Kim verecek ücreti! Dergi zaten kendi dergimiz. 40 bin sattığımız dergi kendi masraflarını karşılıyordu. Biz “Hasret” ve “Genç Arkadaş”ı çıkartırken aynı zamanda dergi bürosunu özel istihbarat teşkilatı yaptık. Aslında rahmetli Türkeş meğerse bu şekilde üç tane istihbarat teşkilatı kurmuş. Biri bizim kurduğumuz teşkilattı. Bizim başımızda Yılmaz Şenyüz ve Sefa abi vardı. Sefa abi daha sonra rahmetli oldu. Bu arada Burhan Kavuncu, Mustafa Mit, Muhsin Yazıcıoğlu, Yılmaz Şenyüz, rahmetli Sefa ağabey, Hasan Çağlayan, ve daha birçok arkadaşla onlarca sol örgüt ve birkaç sağ örgütü takip etmek için masalar kurduk.
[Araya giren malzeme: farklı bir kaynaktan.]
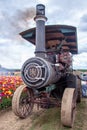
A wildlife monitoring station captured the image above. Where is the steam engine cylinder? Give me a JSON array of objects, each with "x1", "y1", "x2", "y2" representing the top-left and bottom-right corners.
[{"x1": 21, "y1": 57, "x2": 60, "y2": 89}]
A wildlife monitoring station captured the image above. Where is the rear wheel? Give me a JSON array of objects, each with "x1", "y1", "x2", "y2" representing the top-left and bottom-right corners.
[
  {"x1": 12, "y1": 85, "x2": 34, "y2": 118},
  {"x1": 61, "y1": 88, "x2": 76, "y2": 127}
]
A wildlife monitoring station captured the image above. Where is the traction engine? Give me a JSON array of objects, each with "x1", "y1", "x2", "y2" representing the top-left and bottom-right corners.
[{"x1": 12, "y1": 4, "x2": 81, "y2": 127}]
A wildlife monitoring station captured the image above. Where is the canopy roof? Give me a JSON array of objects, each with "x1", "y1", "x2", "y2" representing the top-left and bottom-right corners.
[{"x1": 20, "y1": 25, "x2": 78, "y2": 54}]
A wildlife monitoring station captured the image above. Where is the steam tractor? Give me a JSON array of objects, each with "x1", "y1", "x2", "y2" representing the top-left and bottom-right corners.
[{"x1": 12, "y1": 4, "x2": 81, "y2": 127}]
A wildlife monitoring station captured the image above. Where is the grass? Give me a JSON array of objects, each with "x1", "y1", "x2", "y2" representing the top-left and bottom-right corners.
[{"x1": 29, "y1": 98, "x2": 86, "y2": 130}]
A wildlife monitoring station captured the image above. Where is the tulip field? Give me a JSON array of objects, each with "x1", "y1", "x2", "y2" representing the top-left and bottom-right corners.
[{"x1": 0, "y1": 76, "x2": 23, "y2": 110}]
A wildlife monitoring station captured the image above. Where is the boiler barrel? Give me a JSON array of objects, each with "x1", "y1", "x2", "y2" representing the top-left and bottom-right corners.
[{"x1": 21, "y1": 57, "x2": 60, "y2": 89}]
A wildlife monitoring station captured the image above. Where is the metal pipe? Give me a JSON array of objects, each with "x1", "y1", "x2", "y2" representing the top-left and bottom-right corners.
[{"x1": 34, "y1": 4, "x2": 47, "y2": 58}]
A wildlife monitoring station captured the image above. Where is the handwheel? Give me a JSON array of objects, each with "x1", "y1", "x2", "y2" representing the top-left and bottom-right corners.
[
  {"x1": 12, "y1": 85, "x2": 34, "y2": 118},
  {"x1": 61, "y1": 88, "x2": 76, "y2": 127}
]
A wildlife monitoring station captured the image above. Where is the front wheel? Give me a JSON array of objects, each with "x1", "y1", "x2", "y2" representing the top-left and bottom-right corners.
[
  {"x1": 12, "y1": 85, "x2": 34, "y2": 118},
  {"x1": 61, "y1": 88, "x2": 76, "y2": 127}
]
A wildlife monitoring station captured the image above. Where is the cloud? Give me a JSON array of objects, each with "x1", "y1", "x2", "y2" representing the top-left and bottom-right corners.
[{"x1": 0, "y1": 0, "x2": 87, "y2": 68}]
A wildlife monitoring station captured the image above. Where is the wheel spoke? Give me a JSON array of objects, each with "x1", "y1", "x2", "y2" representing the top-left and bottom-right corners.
[{"x1": 12, "y1": 86, "x2": 34, "y2": 118}]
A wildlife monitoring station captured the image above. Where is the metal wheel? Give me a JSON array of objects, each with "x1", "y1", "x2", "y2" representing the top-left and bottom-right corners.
[
  {"x1": 61, "y1": 88, "x2": 76, "y2": 127},
  {"x1": 12, "y1": 85, "x2": 34, "y2": 118}
]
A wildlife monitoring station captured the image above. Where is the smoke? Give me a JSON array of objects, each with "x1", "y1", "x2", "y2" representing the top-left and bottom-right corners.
[{"x1": 0, "y1": 7, "x2": 35, "y2": 39}]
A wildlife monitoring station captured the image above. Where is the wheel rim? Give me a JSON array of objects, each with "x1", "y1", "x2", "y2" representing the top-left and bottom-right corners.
[
  {"x1": 18, "y1": 88, "x2": 33, "y2": 118},
  {"x1": 12, "y1": 86, "x2": 34, "y2": 118},
  {"x1": 61, "y1": 88, "x2": 76, "y2": 127}
]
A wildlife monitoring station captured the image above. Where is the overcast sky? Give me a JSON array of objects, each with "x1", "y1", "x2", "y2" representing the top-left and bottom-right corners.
[{"x1": 0, "y1": 0, "x2": 87, "y2": 69}]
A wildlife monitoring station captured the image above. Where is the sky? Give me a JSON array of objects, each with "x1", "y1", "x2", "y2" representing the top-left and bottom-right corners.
[{"x1": 0, "y1": 0, "x2": 87, "y2": 69}]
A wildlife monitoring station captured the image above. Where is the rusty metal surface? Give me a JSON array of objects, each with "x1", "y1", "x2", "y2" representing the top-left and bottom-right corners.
[{"x1": 20, "y1": 25, "x2": 78, "y2": 54}]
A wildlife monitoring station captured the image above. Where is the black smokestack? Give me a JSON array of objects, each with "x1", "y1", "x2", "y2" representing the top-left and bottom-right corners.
[{"x1": 34, "y1": 4, "x2": 47, "y2": 58}]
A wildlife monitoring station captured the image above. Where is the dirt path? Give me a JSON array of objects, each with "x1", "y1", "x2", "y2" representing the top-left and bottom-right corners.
[
  {"x1": 0, "y1": 107, "x2": 31, "y2": 130},
  {"x1": 0, "y1": 98, "x2": 87, "y2": 130}
]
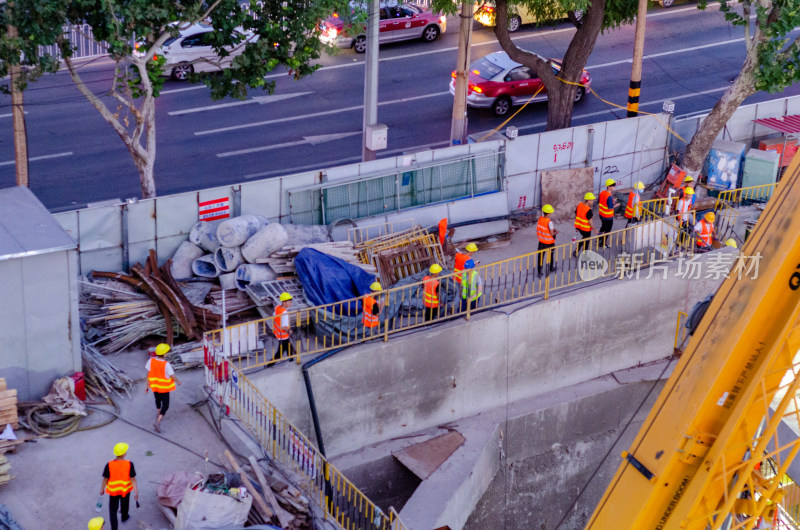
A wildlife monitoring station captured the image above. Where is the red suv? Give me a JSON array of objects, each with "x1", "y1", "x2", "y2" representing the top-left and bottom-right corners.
[
  {"x1": 450, "y1": 52, "x2": 592, "y2": 116},
  {"x1": 319, "y1": 3, "x2": 447, "y2": 53}
]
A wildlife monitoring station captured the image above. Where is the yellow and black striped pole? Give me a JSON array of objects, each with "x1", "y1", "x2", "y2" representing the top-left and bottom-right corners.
[{"x1": 628, "y1": 0, "x2": 647, "y2": 118}]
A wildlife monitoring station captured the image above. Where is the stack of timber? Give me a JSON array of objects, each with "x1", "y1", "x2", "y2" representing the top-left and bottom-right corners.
[
  {"x1": 256, "y1": 241, "x2": 377, "y2": 274},
  {"x1": 220, "y1": 450, "x2": 312, "y2": 530}
]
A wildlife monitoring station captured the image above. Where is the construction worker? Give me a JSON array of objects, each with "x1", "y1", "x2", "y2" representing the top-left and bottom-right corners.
[
  {"x1": 625, "y1": 180, "x2": 644, "y2": 226},
  {"x1": 461, "y1": 259, "x2": 483, "y2": 311},
  {"x1": 574, "y1": 191, "x2": 597, "y2": 256},
  {"x1": 597, "y1": 179, "x2": 617, "y2": 248},
  {"x1": 536, "y1": 204, "x2": 558, "y2": 276},
  {"x1": 361, "y1": 281, "x2": 383, "y2": 335},
  {"x1": 99, "y1": 442, "x2": 139, "y2": 530},
  {"x1": 453, "y1": 243, "x2": 478, "y2": 283},
  {"x1": 687, "y1": 210, "x2": 717, "y2": 251},
  {"x1": 422, "y1": 263, "x2": 442, "y2": 322},
  {"x1": 272, "y1": 292, "x2": 292, "y2": 361},
  {"x1": 145, "y1": 343, "x2": 181, "y2": 434}
]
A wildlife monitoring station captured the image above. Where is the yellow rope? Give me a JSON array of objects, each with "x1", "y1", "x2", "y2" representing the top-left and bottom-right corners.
[{"x1": 478, "y1": 77, "x2": 689, "y2": 143}]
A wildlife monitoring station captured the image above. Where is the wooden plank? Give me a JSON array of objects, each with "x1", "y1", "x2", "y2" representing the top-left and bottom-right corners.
[
  {"x1": 247, "y1": 455, "x2": 294, "y2": 528},
  {"x1": 223, "y1": 449, "x2": 274, "y2": 521}
]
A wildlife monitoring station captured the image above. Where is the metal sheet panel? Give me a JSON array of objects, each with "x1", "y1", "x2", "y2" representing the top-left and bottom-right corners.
[{"x1": 0, "y1": 186, "x2": 77, "y2": 259}]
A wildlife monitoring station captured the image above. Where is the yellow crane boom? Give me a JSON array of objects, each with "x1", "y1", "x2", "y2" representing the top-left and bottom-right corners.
[{"x1": 587, "y1": 157, "x2": 800, "y2": 530}]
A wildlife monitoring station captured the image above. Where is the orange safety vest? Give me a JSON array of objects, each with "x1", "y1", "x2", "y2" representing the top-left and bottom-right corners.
[
  {"x1": 453, "y1": 252, "x2": 469, "y2": 283},
  {"x1": 422, "y1": 276, "x2": 439, "y2": 307},
  {"x1": 106, "y1": 460, "x2": 133, "y2": 497},
  {"x1": 272, "y1": 305, "x2": 289, "y2": 340},
  {"x1": 575, "y1": 202, "x2": 592, "y2": 232},
  {"x1": 361, "y1": 296, "x2": 380, "y2": 328},
  {"x1": 697, "y1": 219, "x2": 714, "y2": 247},
  {"x1": 536, "y1": 216, "x2": 556, "y2": 245},
  {"x1": 147, "y1": 357, "x2": 175, "y2": 392},
  {"x1": 625, "y1": 191, "x2": 639, "y2": 219},
  {"x1": 598, "y1": 190, "x2": 614, "y2": 219}
]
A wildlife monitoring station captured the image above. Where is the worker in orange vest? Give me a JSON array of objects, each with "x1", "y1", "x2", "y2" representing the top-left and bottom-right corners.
[
  {"x1": 145, "y1": 343, "x2": 181, "y2": 432},
  {"x1": 361, "y1": 282, "x2": 383, "y2": 335},
  {"x1": 694, "y1": 212, "x2": 717, "y2": 251},
  {"x1": 453, "y1": 243, "x2": 478, "y2": 283},
  {"x1": 597, "y1": 179, "x2": 617, "y2": 248},
  {"x1": 573, "y1": 191, "x2": 597, "y2": 256},
  {"x1": 625, "y1": 180, "x2": 644, "y2": 226},
  {"x1": 100, "y1": 442, "x2": 139, "y2": 530},
  {"x1": 422, "y1": 263, "x2": 442, "y2": 322},
  {"x1": 536, "y1": 204, "x2": 558, "y2": 276},
  {"x1": 272, "y1": 292, "x2": 292, "y2": 361}
]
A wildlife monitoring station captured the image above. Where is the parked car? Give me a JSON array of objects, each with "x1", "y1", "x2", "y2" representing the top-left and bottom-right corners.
[
  {"x1": 144, "y1": 24, "x2": 258, "y2": 81},
  {"x1": 450, "y1": 52, "x2": 592, "y2": 116},
  {"x1": 319, "y1": 3, "x2": 447, "y2": 53},
  {"x1": 472, "y1": 0, "x2": 580, "y2": 33}
]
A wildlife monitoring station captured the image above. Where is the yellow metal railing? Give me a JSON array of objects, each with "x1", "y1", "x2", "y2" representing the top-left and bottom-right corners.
[
  {"x1": 206, "y1": 211, "x2": 695, "y2": 370},
  {"x1": 205, "y1": 342, "x2": 406, "y2": 530}
]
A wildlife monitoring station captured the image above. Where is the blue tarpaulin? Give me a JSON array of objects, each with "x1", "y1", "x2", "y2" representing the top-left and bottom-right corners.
[{"x1": 294, "y1": 248, "x2": 375, "y2": 313}]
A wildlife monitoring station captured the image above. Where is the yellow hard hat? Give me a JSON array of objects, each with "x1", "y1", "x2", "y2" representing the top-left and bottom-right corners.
[{"x1": 114, "y1": 442, "x2": 128, "y2": 456}]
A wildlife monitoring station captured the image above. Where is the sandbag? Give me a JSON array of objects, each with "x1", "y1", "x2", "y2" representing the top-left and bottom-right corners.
[
  {"x1": 175, "y1": 489, "x2": 253, "y2": 530},
  {"x1": 169, "y1": 241, "x2": 203, "y2": 280},
  {"x1": 217, "y1": 215, "x2": 267, "y2": 247},
  {"x1": 242, "y1": 223, "x2": 289, "y2": 263}
]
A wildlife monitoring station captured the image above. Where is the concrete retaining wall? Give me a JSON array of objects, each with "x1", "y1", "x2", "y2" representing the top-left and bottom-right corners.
[{"x1": 250, "y1": 250, "x2": 721, "y2": 456}]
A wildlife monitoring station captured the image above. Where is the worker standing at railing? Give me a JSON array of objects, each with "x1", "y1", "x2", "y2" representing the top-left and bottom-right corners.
[
  {"x1": 461, "y1": 259, "x2": 483, "y2": 311},
  {"x1": 573, "y1": 191, "x2": 597, "y2": 256},
  {"x1": 361, "y1": 282, "x2": 383, "y2": 335},
  {"x1": 597, "y1": 175, "x2": 617, "y2": 248},
  {"x1": 422, "y1": 263, "x2": 442, "y2": 322},
  {"x1": 272, "y1": 293, "x2": 292, "y2": 361},
  {"x1": 536, "y1": 204, "x2": 558, "y2": 276},
  {"x1": 625, "y1": 180, "x2": 644, "y2": 226}
]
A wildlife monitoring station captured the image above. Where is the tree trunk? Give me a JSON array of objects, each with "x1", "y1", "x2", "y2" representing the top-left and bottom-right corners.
[{"x1": 683, "y1": 46, "x2": 758, "y2": 177}]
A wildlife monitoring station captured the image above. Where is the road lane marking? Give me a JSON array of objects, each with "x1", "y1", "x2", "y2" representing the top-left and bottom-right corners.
[
  {"x1": 0, "y1": 151, "x2": 74, "y2": 166},
  {"x1": 167, "y1": 92, "x2": 313, "y2": 116},
  {"x1": 217, "y1": 131, "x2": 361, "y2": 158},
  {"x1": 194, "y1": 90, "x2": 450, "y2": 136}
]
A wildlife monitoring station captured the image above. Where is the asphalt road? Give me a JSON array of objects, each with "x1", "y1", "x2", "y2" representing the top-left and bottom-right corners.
[{"x1": 0, "y1": 4, "x2": 800, "y2": 210}]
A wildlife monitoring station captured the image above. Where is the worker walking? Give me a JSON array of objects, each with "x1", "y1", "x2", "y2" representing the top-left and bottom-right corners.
[
  {"x1": 536, "y1": 204, "x2": 558, "y2": 276},
  {"x1": 361, "y1": 282, "x2": 383, "y2": 335},
  {"x1": 461, "y1": 260, "x2": 483, "y2": 311},
  {"x1": 694, "y1": 212, "x2": 717, "y2": 252},
  {"x1": 422, "y1": 263, "x2": 442, "y2": 322},
  {"x1": 272, "y1": 292, "x2": 293, "y2": 361},
  {"x1": 453, "y1": 243, "x2": 478, "y2": 283},
  {"x1": 100, "y1": 442, "x2": 139, "y2": 530},
  {"x1": 145, "y1": 343, "x2": 181, "y2": 434},
  {"x1": 598, "y1": 179, "x2": 617, "y2": 244},
  {"x1": 573, "y1": 191, "x2": 597, "y2": 256},
  {"x1": 625, "y1": 180, "x2": 644, "y2": 226}
]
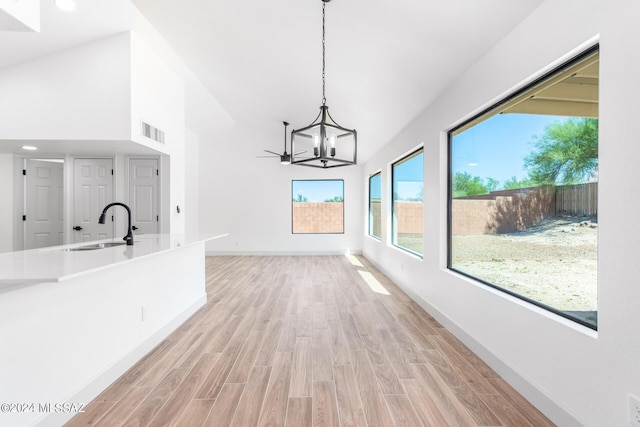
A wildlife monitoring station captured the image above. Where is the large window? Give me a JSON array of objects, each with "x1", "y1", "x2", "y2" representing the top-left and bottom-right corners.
[
  {"x1": 448, "y1": 48, "x2": 599, "y2": 329},
  {"x1": 391, "y1": 149, "x2": 424, "y2": 256},
  {"x1": 369, "y1": 172, "x2": 382, "y2": 239},
  {"x1": 291, "y1": 179, "x2": 344, "y2": 234}
]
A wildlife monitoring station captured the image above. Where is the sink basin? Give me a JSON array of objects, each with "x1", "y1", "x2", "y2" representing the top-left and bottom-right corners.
[{"x1": 64, "y1": 242, "x2": 126, "y2": 252}]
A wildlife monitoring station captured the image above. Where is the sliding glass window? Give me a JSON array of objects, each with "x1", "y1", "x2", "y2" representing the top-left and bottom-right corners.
[
  {"x1": 369, "y1": 172, "x2": 382, "y2": 240},
  {"x1": 291, "y1": 179, "x2": 344, "y2": 234},
  {"x1": 448, "y1": 47, "x2": 599, "y2": 329},
  {"x1": 391, "y1": 148, "x2": 424, "y2": 256}
]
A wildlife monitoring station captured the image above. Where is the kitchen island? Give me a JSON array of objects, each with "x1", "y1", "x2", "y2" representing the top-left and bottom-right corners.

Bunların dışında kızlar masası, üniversiteler masası, yurtlar masası, mahalleler masası, kütüphaneler masası, sosyal faaliyetler masası vb. çalışma grupları denebilecek masalarımız vardı. Öğrencilerden kimilerini o sol örgütlerin içine soktuk. Örgütlerde başkanlık düzeyine kadar yükselenler oldu. Mesela Siyasal Bilgiler Fakültesinin arkasındaki Cumhuriyet Yurdu, solcuların elindeydi. O yurdun başkanı bir ara bizim ajan oldu.
Yani Ülkücülerden sol örgütlere adam sızdırıyor ve o kişileri de örgüt içinde liderliğe kadar yükseltiyordunuz.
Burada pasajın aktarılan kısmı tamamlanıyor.